Albert Burkhalter-Picenoni (1940–2013)

Mi, 15. Mai. 2013

Schmerzerfüllt verbreitete sich die traurige Kunde vom plötzlich erfolgten Hinschied des allerseits gern gesehenen und überall mit Dankbarkeit geachteten Champfèrers Albert Burkhalter.

Jetzt, da der unermüdliche Schaffer, der dienstfertige Helfer und Unterstützer in jeglicher Beziehung die einkehrende Ruhe und stille Beschaulichkeit hätte geniessen können, ist all seine beabsichtigte weitere Lebensgestaltung jäh verunmöglicht worden.
Seine Mutter, eine gebürtige Vorderrheinerin, welche Albert als zweitjüngsten Spross der fünf Burkhalter-Kinder mit seinen vier Geschwistern Annigna, Godi, Leni und Elsi zielgerichtet erzogen hat, war mit ihrem bodenständigen Gatten im St. Moritzer Schulhaus Dorf untergebracht.
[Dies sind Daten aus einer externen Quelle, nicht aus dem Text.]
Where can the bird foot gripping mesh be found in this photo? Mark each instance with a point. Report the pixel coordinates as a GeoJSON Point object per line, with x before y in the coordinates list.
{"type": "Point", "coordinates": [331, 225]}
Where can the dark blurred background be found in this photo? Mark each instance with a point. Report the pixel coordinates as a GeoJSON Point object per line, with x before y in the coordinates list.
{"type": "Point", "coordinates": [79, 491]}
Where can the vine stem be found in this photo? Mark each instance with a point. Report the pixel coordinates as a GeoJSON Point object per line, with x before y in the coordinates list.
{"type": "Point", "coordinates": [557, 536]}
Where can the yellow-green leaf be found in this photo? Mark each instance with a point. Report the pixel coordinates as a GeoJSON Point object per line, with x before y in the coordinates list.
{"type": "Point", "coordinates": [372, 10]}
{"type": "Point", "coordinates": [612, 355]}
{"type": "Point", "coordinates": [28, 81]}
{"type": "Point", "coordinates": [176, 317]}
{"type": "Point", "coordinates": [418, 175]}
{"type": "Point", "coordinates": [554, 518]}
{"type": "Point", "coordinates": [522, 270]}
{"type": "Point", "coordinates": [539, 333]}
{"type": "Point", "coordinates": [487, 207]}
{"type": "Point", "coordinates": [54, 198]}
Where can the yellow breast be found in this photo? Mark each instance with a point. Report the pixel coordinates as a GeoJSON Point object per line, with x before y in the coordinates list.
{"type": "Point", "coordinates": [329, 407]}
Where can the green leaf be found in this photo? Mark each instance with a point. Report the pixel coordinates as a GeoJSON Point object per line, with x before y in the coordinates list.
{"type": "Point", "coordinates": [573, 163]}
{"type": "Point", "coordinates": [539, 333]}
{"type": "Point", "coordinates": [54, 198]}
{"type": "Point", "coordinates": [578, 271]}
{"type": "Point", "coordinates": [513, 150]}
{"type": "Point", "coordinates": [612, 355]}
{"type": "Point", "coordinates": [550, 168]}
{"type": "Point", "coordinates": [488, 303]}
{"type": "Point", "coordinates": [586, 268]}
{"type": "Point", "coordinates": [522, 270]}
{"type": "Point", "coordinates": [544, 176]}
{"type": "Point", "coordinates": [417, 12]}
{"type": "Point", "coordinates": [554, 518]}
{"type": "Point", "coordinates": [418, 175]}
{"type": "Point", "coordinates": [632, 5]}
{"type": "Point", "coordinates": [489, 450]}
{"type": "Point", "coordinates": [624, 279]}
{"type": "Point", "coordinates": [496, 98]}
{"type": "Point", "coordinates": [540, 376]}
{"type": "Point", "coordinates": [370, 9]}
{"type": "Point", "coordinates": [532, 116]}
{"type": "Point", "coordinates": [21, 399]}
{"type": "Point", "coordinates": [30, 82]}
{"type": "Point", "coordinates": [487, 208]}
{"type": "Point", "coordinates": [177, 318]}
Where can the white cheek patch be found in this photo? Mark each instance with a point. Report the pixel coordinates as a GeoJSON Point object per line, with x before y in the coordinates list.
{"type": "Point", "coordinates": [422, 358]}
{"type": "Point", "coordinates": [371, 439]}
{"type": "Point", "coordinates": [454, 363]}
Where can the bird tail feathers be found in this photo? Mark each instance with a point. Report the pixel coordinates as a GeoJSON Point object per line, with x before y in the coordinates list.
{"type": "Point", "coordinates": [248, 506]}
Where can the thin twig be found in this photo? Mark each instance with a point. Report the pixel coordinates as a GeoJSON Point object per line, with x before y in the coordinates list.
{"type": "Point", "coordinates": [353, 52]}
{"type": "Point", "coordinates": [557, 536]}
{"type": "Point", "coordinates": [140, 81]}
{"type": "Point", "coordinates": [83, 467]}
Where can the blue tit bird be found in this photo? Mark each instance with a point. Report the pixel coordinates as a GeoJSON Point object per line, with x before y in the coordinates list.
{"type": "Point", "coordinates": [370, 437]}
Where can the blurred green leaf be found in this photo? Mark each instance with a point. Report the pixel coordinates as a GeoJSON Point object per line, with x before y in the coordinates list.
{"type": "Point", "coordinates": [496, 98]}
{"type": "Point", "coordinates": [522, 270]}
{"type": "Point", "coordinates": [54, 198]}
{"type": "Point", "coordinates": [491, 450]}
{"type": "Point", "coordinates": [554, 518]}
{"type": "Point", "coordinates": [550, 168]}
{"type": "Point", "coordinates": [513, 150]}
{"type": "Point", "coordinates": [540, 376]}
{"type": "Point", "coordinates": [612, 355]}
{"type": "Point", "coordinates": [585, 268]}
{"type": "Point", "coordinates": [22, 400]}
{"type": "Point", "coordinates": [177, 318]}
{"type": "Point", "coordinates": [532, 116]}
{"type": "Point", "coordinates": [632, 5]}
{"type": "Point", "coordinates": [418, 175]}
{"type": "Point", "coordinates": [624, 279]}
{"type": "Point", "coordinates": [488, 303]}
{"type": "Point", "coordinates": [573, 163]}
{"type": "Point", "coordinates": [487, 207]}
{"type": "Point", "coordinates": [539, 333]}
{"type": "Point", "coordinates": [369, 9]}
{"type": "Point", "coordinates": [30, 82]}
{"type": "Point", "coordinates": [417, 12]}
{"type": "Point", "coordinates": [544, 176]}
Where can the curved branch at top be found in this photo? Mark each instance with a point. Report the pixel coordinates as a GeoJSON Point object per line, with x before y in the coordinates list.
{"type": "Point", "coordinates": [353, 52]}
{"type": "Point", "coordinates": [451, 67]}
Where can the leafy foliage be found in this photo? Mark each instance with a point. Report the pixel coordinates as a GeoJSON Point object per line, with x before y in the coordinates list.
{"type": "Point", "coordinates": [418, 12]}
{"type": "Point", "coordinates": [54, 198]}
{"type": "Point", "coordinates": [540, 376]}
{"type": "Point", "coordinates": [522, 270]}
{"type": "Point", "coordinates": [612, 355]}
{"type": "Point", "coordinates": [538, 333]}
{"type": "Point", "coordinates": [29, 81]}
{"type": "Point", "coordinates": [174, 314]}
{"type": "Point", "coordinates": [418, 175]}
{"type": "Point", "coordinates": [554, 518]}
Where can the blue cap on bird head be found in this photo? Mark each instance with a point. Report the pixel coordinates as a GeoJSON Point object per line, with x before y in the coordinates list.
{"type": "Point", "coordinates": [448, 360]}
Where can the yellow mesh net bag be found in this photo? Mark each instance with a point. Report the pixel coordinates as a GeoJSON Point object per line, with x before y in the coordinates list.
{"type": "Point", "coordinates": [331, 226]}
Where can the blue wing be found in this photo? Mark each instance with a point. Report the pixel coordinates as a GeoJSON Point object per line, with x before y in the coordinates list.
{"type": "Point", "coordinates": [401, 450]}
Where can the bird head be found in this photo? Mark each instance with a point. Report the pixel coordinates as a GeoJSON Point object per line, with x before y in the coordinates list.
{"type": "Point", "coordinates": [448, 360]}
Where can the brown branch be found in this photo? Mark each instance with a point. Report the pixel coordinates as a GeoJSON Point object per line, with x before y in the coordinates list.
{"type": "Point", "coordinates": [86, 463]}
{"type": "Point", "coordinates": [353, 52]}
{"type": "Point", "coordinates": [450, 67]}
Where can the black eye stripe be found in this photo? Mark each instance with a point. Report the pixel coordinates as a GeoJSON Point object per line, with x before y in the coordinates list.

Vater Gottfried, ein äusserst begabter und pflichtbewusster Berner Möbelschreiner, galt weit und breit als beispielhafter Schulhausabwart und erfüllte zudem als Turmwart der evangelischen Dorfkirche seine diversen zusätzlich auferlegten Verpflichtungen über vier Jahrzehnte lang bis zu seiner Pensionierung. Welch ein Zufall trat in Alberts Leben ein: Mama Burkhalter begann ihr Leben im Quellgebiet des Vorderrheins und deren Sohn vollendete das seinige nahe beim Mündungsgebiet des Rheins durch seinen urplötzlich eingetretenen Sekundentod auf der Rheinschifffahrt von Basel nach Amsterdam.
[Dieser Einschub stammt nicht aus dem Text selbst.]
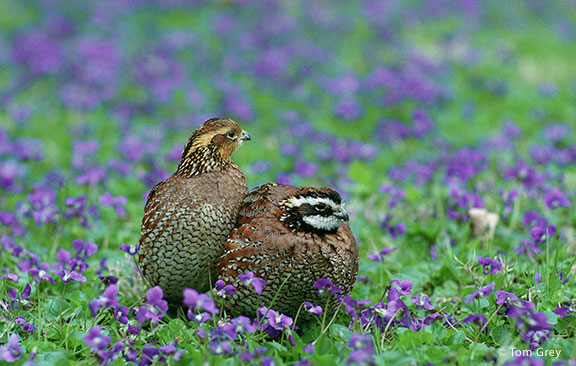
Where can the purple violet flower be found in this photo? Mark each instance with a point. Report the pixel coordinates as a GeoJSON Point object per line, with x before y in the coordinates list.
{"type": "Point", "coordinates": [422, 302]}
{"type": "Point", "coordinates": [130, 249]}
{"type": "Point", "coordinates": [12, 351]}
{"type": "Point", "coordinates": [489, 265]}
{"type": "Point", "coordinates": [199, 302]}
{"type": "Point", "coordinates": [106, 299]}
{"type": "Point", "coordinates": [379, 257]}
{"type": "Point", "coordinates": [555, 198]}
{"type": "Point", "coordinates": [313, 309]}
{"type": "Point", "coordinates": [223, 290]}
{"type": "Point", "coordinates": [481, 292]}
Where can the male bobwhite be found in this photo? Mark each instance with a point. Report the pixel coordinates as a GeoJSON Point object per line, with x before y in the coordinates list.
{"type": "Point", "coordinates": [291, 237]}
{"type": "Point", "coordinates": [189, 216]}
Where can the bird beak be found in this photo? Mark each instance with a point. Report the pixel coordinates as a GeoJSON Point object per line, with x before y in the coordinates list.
{"type": "Point", "coordinates": [245, 136]}
{"type": "Point", "coordinates": [341, 214]}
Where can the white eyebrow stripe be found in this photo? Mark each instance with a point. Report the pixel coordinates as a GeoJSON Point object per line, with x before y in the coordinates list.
{"type": "Point", "coordinates": [299, 201]}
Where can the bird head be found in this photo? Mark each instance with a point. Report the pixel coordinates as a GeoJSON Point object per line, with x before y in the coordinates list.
{"type": "Point", "coordinates": [215, 141]}
{"type": "Point", "coordinates": [319, 210]}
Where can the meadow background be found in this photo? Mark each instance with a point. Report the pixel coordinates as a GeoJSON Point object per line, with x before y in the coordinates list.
{"type": "Point", "coordinates": [416, 111]}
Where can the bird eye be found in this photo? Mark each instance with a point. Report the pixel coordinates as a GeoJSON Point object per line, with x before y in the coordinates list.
{"type": "Point", "coordinates": [321, 207]}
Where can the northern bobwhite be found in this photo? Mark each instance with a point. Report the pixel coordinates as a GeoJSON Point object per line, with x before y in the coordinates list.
{"type": "Point", "coordinates": [291, 237]}
{"type": "Point", "coordinates": [189, 216]}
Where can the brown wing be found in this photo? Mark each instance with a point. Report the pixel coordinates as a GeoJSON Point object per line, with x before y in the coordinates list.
{"type": "Point", "coordinates": [286, 259]}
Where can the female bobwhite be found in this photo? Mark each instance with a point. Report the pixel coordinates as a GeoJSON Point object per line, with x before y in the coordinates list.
{"type": "Point", "coordinates": [291, 237]}
{"type": "Point", "coordinates": [189, 216]}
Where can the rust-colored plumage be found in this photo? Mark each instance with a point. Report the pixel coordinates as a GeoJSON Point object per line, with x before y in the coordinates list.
{"type": "Point", "coordinates": [291, 237]}
{"type": "Point", "coordinates": [188, 216]}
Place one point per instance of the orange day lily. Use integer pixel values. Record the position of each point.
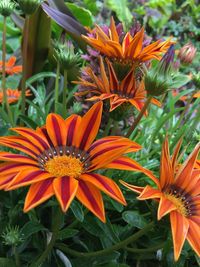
(10, 66)
(129, 90)
(61, 159)
(178, 193)
(13, 95)
(131, 48)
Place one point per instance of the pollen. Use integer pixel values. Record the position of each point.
(64, 166)
(179, 203)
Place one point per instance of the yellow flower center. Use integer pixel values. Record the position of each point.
(64, 166)
(179, 203)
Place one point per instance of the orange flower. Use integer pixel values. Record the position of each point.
(10, 66)
(61, 159)
(128, 90)
(178, 192)
(13, 95)
(130, 49)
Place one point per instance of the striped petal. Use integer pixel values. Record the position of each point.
(193, 236)
(137, 189)
(38, 193)
(27, 177)
(6, 156)
(91, 197)
(179, 226)
(166, 172)
(34, 137)
(56, 128)
(165, 207)
(89, 127)
(106, 185)
(65, 189)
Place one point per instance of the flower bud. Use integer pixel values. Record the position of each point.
(6, 7)
(65, 55)
(187, 53)
(29, 6)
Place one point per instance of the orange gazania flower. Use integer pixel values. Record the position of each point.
(13, 95)
(178, 192)
(61, 159)
(129, 90)
(130, 48)
(10, 66)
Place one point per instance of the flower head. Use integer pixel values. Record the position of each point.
(128, 50)
(13, 95)
(61, 158)
(10, 66)
(129, 90)
(178, 193)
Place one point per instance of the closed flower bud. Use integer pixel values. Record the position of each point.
(65, 55)
(6, 7)
(187, 53)
(29, 6)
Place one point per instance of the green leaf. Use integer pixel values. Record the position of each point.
(77, 211)
(4, 262)
(31, 228)
(120, 7)
(134, 218)
(84, 16)
(67, 233)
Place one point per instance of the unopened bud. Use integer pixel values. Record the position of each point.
(187, 53)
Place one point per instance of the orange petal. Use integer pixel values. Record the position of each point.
(137, 189)
(165, 206)
(106, 185)
(89, 126)
(150, 193)
(179, 226)
(166, 172)
(91, 197)
(56, 128)
(38, 193)
(65, 190)
(27, 177)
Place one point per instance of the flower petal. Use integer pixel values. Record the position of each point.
(56, 128)
(27, 177)
(179, 226)
(91, 197)
(38, 193)
(106, 185)
(165, 206)
(65, 190)
(89, 127)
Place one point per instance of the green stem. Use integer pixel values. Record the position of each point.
(139, 117)
(24, 56)
(5, 98)
(105, 251)
(184, 111)
(57, 87)
(17, 260)
(146, 250)
(57, 221)
(64, 110)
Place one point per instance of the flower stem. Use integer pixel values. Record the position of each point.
(24, 56)
(5, 98)
(139, 117)
(64, 109)
(57, 87)
(120, 245)
(57, 221)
Die Burkhalter-Familien zeichnen sich durch ihren ausgeprägten Familien- und Gemeinschaftssinn aus. Ihre gelebte christliche Weltanschauung verkörpert immer wieder deren angeborenen Sinn fürs Schöne, Edle und Gute dieser Welt. Die Achtung und Bewahrung, die allen klar denkenden Menschen mitgegeben wird, sind die natürlichsten Werte, welche die Grundlage zu einer Zielstrebigkeit bilden. Der unermüdliche Einsatz zum Wohlergehen aller in Not- und Konfliktsituationen geratenen Mitmenschen durch beispielhaft dargelegte und vorgelebte Beweisführung, war Albert Burkhalters Leitfaden für sein unermüdliches Wirken als Präsident der regionalen Vormundschaftsbehörde, der evangelischen Kirchgemeinde Sils-Silvaplana-Champfèr und der Mili-Weber-Stiftung. Der ihm eigene, ausgeprägte Sinn zu gemeinschaftsfördernder Vereinstätigkeit an den jährlichen Kirchgemeinde-Sonntagen, aber auch sein lückenloses Mitwirken im Champfèrer gemischten Chor bleiben unvergessen.
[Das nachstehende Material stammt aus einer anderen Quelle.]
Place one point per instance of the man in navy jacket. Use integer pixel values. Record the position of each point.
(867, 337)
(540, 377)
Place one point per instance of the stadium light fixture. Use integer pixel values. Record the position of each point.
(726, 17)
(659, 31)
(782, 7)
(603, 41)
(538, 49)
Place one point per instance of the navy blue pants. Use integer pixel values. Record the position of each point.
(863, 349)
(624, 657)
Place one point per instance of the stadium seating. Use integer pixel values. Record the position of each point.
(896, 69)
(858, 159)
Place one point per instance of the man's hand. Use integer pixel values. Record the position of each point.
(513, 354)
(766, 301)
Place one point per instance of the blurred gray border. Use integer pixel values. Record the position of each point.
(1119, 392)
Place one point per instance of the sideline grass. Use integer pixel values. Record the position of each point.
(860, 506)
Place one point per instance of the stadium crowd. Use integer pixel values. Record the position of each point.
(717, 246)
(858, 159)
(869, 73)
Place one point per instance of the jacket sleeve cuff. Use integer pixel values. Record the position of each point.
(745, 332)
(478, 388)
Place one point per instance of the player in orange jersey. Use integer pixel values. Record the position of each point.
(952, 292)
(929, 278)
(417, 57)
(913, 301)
Als begnadeter Führungstyp mit mitreissendem Enthusiasmus war ihm auch wahre militärische Kameradschaft zugesichert.
Die Jugendarbeit, welche der Verstorbene an den Tag gelegt hat, trat in besonderem Masse während seiner Zeit als jahrelanger Leiter der Schreiner-Lehrlingswerkstätte in Samedan hervor. Albert Burhalter war kein Freund angepackter Halbheiten und gewollter Lobhudelei; überall, wo er Hand angelegt hat, trat sein herzhaftes Engagement hervor und es florierte stets das Endziel im Sinne der erstrebten Verwirklichung.
Seine schwergeprüfte Gattin Anita, die mit ihm Freud und Leid geteilt hat, seine dankbaren Kinder und deren Familien sowie seine Geschwister und die vielen in guter Freundschaft verbundenen Menschen wissen allzu sehr um die grosse Lücke, welche ihnen und der Allgemeinheit durch den dermassen harten Schicksalsschlag entstanden ist. Möge das bleibende Andenken an unseren lieben Albert in den Herzen aller, die ihm wohlgesinnt waren, weiterleben.